Adelaide basketball operations manager Jeff Van Groningen said the club was awaiting information from the NBL before signing its new coach to replace Joey Wright.
"We were in the process of the final stage of our search (for a new coach)," Van Groningen said.
“We identified some great candidates and were getting to the point where we were preparing to offer a candidate the job, I’m not prepared to talk about who that was ... we believe the discussions need to occur about whether the interest we have is shared by the candidate and that’s where it stopped.
“It doesn’t need to go any further than that right now because it’s a pause while we look at more important international matters at hand.
“If travel restrictions are (still there) those are logistical nightmares for any league with an international component.
“I haven’t thought much about that, I’m more interested in the timing of free agency and the league and the off-season, they are much more pertinent than coaching.”
The NBL is still targeting an October start date for next season, but management is in constant discussions with clubs and the players’ association as the health crisis unfolds.
“We really need to have information about what the league is doing with the structure of the off-season,” Van Groningen said.
“This is normally the time we would find out things like the fixture, and now you’ve got this unprecedented world event that very understandably needs to be completely understood.
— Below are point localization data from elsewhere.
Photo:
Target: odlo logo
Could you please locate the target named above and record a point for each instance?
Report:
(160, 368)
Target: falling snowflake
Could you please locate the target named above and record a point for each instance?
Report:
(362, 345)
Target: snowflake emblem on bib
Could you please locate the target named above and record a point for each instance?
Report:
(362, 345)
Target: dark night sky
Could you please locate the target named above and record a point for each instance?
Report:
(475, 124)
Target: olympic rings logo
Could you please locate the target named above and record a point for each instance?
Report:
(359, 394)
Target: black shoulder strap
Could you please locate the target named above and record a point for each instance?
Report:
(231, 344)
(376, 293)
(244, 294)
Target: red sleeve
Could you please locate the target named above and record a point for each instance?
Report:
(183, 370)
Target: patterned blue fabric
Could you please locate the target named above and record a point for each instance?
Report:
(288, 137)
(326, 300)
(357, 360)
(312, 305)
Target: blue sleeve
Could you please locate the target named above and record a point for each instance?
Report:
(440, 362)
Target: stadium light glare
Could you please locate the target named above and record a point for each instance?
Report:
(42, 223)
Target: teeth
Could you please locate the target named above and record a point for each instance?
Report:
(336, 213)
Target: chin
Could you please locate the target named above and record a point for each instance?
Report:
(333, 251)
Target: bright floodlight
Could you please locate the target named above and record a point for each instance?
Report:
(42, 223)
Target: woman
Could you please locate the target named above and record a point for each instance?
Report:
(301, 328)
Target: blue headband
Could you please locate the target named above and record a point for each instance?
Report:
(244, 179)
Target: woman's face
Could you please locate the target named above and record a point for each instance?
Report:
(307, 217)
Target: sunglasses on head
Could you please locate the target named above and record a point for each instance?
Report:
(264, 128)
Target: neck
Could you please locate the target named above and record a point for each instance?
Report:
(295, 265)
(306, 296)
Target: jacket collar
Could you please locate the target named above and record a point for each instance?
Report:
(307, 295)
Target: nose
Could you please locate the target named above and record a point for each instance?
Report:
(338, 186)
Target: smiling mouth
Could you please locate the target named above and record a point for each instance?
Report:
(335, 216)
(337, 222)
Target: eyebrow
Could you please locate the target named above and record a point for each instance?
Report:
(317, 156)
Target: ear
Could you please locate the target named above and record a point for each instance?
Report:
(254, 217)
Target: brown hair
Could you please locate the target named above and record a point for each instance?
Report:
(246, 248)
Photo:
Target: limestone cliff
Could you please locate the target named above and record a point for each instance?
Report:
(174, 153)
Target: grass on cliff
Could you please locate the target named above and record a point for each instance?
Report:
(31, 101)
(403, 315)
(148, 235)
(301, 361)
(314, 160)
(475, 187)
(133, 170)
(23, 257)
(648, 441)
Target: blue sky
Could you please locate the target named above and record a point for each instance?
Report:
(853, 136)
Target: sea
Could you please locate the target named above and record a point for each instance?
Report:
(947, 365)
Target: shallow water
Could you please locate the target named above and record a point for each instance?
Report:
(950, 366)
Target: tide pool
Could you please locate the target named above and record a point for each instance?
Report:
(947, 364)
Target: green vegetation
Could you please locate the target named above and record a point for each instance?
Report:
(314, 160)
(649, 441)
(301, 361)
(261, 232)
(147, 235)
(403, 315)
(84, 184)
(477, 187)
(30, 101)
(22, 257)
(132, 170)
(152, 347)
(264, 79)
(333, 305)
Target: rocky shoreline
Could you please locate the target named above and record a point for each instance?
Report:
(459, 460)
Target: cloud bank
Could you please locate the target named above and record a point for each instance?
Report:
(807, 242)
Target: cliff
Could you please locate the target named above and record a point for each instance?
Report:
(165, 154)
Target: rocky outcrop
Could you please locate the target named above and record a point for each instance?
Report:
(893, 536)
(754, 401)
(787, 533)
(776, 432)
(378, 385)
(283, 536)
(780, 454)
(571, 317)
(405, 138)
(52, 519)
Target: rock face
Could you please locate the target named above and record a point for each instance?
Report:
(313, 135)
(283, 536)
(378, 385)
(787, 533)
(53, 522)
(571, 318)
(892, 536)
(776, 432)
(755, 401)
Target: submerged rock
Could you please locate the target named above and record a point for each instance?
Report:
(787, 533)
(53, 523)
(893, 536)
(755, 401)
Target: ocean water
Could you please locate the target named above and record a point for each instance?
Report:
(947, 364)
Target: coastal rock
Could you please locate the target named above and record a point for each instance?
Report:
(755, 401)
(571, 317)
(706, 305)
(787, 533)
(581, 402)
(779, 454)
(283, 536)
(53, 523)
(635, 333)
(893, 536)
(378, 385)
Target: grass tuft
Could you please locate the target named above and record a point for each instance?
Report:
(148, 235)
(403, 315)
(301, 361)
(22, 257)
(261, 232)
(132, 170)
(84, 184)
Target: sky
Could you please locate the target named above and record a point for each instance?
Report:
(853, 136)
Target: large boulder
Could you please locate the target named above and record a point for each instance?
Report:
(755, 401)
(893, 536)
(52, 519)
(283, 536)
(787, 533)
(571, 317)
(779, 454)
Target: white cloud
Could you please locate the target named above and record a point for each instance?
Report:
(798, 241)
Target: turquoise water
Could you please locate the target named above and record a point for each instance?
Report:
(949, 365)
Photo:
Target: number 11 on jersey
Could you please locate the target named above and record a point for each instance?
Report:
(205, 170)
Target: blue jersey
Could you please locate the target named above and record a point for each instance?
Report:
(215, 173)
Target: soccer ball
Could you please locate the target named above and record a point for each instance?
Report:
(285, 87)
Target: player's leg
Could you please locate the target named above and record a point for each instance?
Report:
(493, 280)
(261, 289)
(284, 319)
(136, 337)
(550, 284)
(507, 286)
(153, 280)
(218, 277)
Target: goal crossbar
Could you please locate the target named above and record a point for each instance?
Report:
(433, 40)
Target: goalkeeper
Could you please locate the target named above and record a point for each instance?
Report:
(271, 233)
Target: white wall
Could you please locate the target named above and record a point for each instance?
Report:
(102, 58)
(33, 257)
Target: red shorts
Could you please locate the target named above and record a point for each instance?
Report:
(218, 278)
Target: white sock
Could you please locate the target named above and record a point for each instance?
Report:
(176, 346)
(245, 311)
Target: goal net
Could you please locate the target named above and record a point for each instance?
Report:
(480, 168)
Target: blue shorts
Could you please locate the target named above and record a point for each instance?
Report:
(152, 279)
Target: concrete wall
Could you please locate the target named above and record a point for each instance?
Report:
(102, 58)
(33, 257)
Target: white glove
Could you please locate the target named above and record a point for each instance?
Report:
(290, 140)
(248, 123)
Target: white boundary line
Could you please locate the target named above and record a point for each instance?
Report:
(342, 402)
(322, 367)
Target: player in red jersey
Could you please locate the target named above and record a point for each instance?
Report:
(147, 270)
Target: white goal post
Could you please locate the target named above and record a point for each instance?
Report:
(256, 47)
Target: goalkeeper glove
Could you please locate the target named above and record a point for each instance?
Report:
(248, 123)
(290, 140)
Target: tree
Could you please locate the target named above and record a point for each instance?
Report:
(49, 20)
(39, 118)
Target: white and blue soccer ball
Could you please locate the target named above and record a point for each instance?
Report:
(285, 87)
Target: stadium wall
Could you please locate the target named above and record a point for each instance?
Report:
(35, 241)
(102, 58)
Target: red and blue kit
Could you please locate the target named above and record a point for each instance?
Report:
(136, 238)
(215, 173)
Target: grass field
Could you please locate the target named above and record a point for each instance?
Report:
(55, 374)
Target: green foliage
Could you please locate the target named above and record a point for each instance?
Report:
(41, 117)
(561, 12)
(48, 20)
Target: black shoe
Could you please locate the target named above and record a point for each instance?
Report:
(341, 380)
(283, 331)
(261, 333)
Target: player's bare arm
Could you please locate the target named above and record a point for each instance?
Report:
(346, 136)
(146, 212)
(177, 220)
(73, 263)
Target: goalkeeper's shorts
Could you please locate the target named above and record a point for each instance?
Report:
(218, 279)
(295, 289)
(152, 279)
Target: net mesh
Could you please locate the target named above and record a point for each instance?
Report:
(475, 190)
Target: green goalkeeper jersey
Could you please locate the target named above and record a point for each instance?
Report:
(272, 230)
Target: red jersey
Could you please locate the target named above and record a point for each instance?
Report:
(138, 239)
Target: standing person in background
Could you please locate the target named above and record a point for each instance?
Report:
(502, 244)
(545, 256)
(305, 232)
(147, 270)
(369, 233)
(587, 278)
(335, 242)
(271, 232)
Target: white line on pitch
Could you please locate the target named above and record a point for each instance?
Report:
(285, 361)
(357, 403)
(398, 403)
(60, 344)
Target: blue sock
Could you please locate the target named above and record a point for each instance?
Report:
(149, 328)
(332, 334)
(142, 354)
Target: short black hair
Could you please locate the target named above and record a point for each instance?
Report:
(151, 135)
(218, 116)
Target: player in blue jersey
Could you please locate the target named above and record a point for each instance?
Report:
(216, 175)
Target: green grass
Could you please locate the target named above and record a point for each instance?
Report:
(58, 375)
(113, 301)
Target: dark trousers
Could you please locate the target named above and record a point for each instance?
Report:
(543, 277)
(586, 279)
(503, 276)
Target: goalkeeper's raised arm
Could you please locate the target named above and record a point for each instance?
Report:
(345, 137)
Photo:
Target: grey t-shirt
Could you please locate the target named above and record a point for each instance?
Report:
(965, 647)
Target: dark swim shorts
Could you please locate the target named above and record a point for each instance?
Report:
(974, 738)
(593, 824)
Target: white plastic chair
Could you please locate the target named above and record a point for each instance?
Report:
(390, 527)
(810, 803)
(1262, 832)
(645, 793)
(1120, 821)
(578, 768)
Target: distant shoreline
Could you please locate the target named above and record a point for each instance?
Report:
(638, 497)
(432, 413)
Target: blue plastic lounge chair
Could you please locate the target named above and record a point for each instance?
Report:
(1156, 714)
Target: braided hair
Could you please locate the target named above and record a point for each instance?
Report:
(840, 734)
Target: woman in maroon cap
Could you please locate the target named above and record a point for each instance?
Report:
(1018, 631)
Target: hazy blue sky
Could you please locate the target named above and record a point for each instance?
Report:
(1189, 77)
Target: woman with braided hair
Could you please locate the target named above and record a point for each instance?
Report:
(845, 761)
“Are things going to look different in terms of dates or economically? If those things (cutbacks) are happening in one league (AFL and NRL) you can make a decent assumption that will happen elsewhere.
“But it’s counter-productive to speculate, the owners are contributing and that’s the most important thing and the league is key to it all because they govern the sport.”
Van Groningen also confirmed that both Anthony Drmic and Harry Froling had been told to explore their free agency options, despite the club initially telling The Advertiser that Froling was a required player and were in advanced discussions with his management about a new deal.
Drmic was awarded Adelaide’s most improved player this season and Froling was NBL Rookie of the Year two years ago.
“We have elected to go ahead and let Harry exercise that ability to be a free agent, and we have communicated that to him,” Van Groningen said.
He said no decision had been made on players who were contracted for next season, but with a club option on their final year.